Nay; it may be some of the Gods are good
And evil some, but all in action weak;
Both pitiful and pitiless, and both –
As men are — bound upon this wheel of change,
Knowing the former and the after lives.
For so our scriptures truly seem to teach,
That — once, and wheresoe’er, and whence begun –
Life runs its rounds of living, climbing up
From mote, and gnat, and worm, reptile, and fish,
Bird and shagged beast, man, demon, deva, God,
To clod and mote again; so are we kin
To all that is; and thus, if one might save
Man from his curse, the whole wide world should share
The lightened horror of this ignorance
Whose shadow is chill fear, and cruelty
Its bitter pastime. Yea, if one might save
And means must be! There must be refuge! Men
Perished in winter-winds till one smote fire
From flint-stones coldly hiding what they held,
The red spark treasured from the kindling sun.
They gorged on flesh like wolves, till one sowed corn,
Which grew a weed, yet makes the life of man;
They mowed and babbled till some tongue struck speech,
And patient fingers framed the lettered sound.
What good gift have my brothers, but it came
From search and strife and loving sacrifice?
If one, then, being great and fortunate,
Rich, dowered with health and ease, from birth designed
To rule — if he would rule — a King of kings
If one, not tired with life’s long day but glad
I’ the freshness of its morning, one not cloyed
With love’s delicious feasts, but hungry still;
If one not worn and wrinkled, sadly sage,
But joyous in the glory and the grace
That mix with evils here, and free to choose
Earth’s loveliest at his will: one even as I,
Who ache not, lack not, grieve not, save with griefs
Which are not mine, except as I am man;
If such a one, having so much to give,
Gave all, laying it down for love of men,
And thenceforth spent himself to search for truth,
Wringing the secret of deliverance forth,
Whether it lurk in hells or hide in heavens.

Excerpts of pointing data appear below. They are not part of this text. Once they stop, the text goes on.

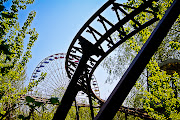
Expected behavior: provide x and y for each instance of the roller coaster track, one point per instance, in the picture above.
(91, 45)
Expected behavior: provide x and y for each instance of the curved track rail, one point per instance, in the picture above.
(91, 45)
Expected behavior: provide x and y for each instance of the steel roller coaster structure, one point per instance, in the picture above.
(92, 44)
(90, 51)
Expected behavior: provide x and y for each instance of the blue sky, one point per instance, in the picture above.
(57, 22)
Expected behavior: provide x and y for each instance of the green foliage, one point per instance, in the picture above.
(161, 97)
(14, 56)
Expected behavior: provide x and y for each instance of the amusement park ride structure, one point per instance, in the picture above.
(92, 44)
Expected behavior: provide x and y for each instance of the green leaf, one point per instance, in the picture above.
(21, 117)
(54, 100)
(38, 104)
(29, 99)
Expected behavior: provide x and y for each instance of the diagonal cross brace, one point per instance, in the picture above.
(115, 100)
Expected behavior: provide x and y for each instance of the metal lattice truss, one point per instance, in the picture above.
(94, 42)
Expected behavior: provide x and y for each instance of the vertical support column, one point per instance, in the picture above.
(89, 93)
(77, 110)
(115, 100)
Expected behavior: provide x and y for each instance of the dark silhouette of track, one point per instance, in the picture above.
(92, 44)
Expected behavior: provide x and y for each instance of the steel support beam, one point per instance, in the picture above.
(130, 77)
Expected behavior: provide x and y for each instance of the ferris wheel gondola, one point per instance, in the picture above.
(55, 81)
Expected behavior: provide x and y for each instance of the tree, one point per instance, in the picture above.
(13, 55)
(159, 98)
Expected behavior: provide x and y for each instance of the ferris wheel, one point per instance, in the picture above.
(56, 80)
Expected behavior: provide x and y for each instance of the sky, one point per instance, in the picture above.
(57, 22)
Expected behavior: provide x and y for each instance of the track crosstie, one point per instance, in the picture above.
(92, 44)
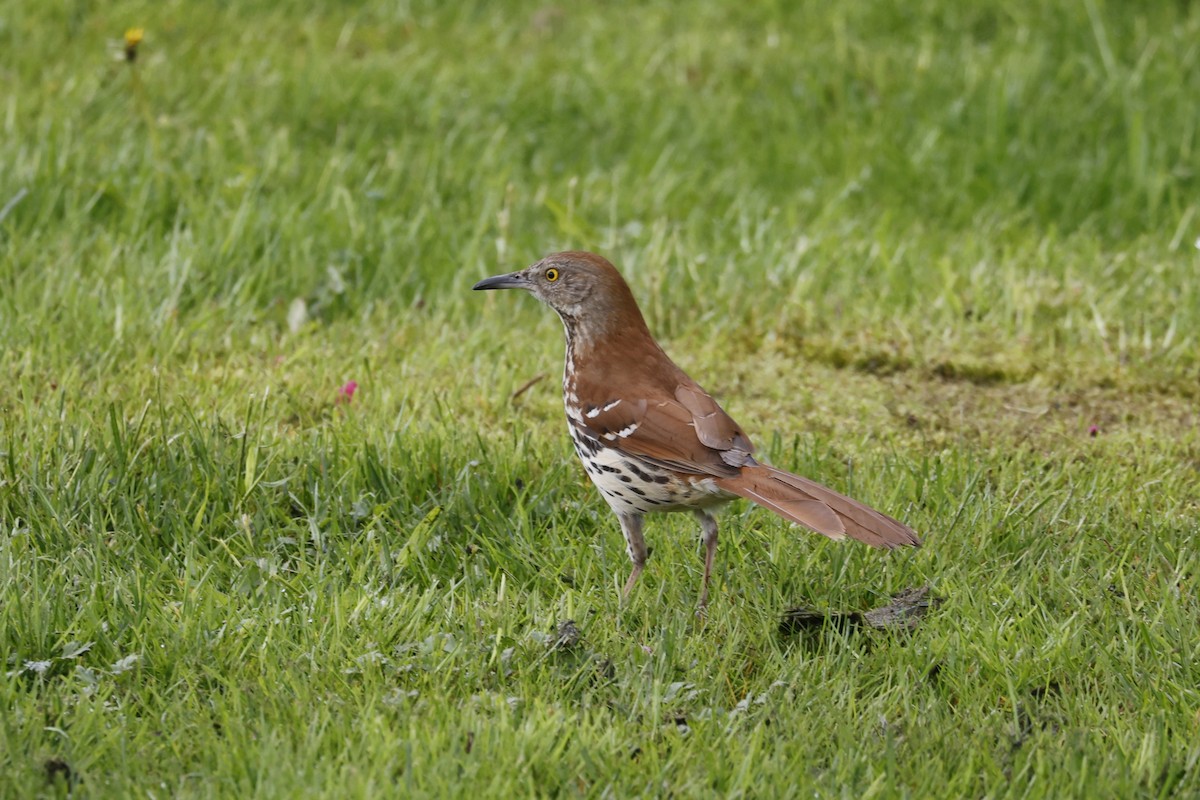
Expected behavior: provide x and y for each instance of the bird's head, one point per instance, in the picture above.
(581, 287)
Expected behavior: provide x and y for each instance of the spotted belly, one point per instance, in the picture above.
(633, 486)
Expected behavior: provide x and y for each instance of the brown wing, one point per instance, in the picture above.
(687, 432)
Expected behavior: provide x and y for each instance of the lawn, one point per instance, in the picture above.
(940, 256)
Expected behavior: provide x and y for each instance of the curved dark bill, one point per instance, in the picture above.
(510, 281)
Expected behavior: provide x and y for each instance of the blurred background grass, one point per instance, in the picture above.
(918, 248)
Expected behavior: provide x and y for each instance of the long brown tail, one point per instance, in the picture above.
(815, 506)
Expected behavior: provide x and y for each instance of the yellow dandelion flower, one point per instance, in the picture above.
(132, 38)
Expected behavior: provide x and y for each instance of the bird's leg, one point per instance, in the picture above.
(635, 543)
(708, 527)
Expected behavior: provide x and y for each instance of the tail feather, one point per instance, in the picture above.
(819, 507)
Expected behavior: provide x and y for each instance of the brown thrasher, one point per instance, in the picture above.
(649, 437)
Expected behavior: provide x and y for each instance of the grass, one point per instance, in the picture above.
(919, 250)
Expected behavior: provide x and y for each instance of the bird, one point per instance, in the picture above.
(651, 439)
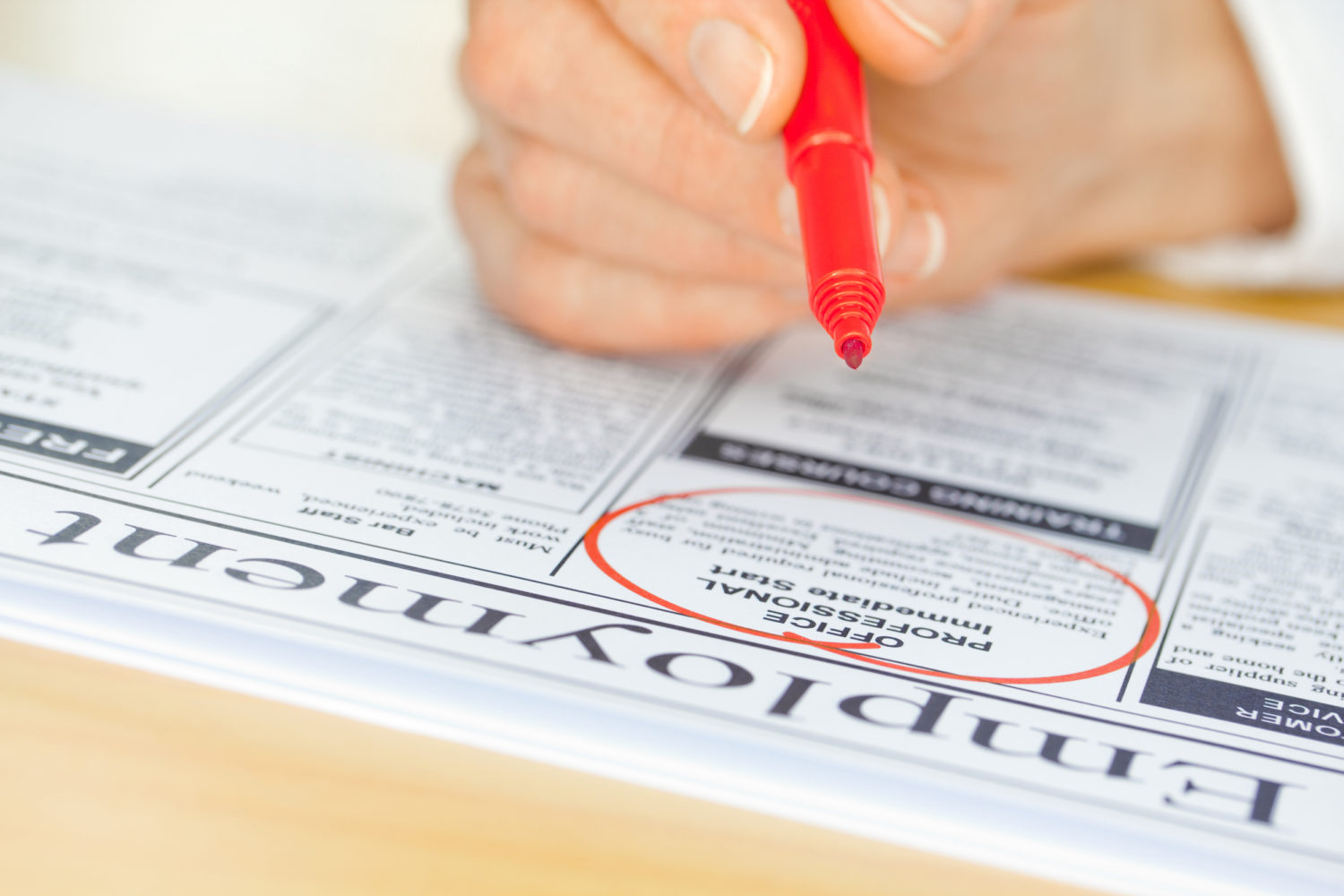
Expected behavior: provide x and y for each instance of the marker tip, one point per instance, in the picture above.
(852, 351)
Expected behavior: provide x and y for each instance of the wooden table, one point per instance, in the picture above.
(120, 782)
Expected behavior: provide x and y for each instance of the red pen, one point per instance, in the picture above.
(830, 161)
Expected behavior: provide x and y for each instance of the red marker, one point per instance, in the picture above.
(830, 156)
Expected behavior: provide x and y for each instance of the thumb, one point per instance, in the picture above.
(919, 40)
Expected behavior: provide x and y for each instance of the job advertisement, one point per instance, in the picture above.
(1053, 582)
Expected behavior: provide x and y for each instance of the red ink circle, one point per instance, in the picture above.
(1145, 641)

Or hover, unrevealed, nigh unto all:
Surely at last, far off, sometime, somewhere,
The veil would lift for his deep-searching eyes,
The road would open for his painful feet,
That should be won for which he lost the world,
And Death might find him conqueror of death.
This will I do, who have a realm to lose
Because I love my realm, because my heart
Beats with each throb of all the hearts that ache,
Known and unknown, these that are mine and those
Which shall be mine, a thousand million more
Saved by this sacrifice I offer now.
Oh, summoning stars! I come! Oh, mournful earth!
For thee and thine I lay aside my youth,
My throne, my joys, my golden days, my nights,
My happy palace — and thine arms, sweet Queen!
Harder to put aside than all the rest!
Yet thee, too, I shall save, saving this earth;
And that which stirs within thy tender womb,
My child, the hidden blossom of our loves,
Whom if I wait to bless my mind will fail.
Wife! child! father! and people! ye must share
A little while the anguish of this hour
That light may break and all flesh learn the Law.
Now am I fixed, and now I will depart,
Never to come again till what I seek
Be found — if fervent search and strife avail.”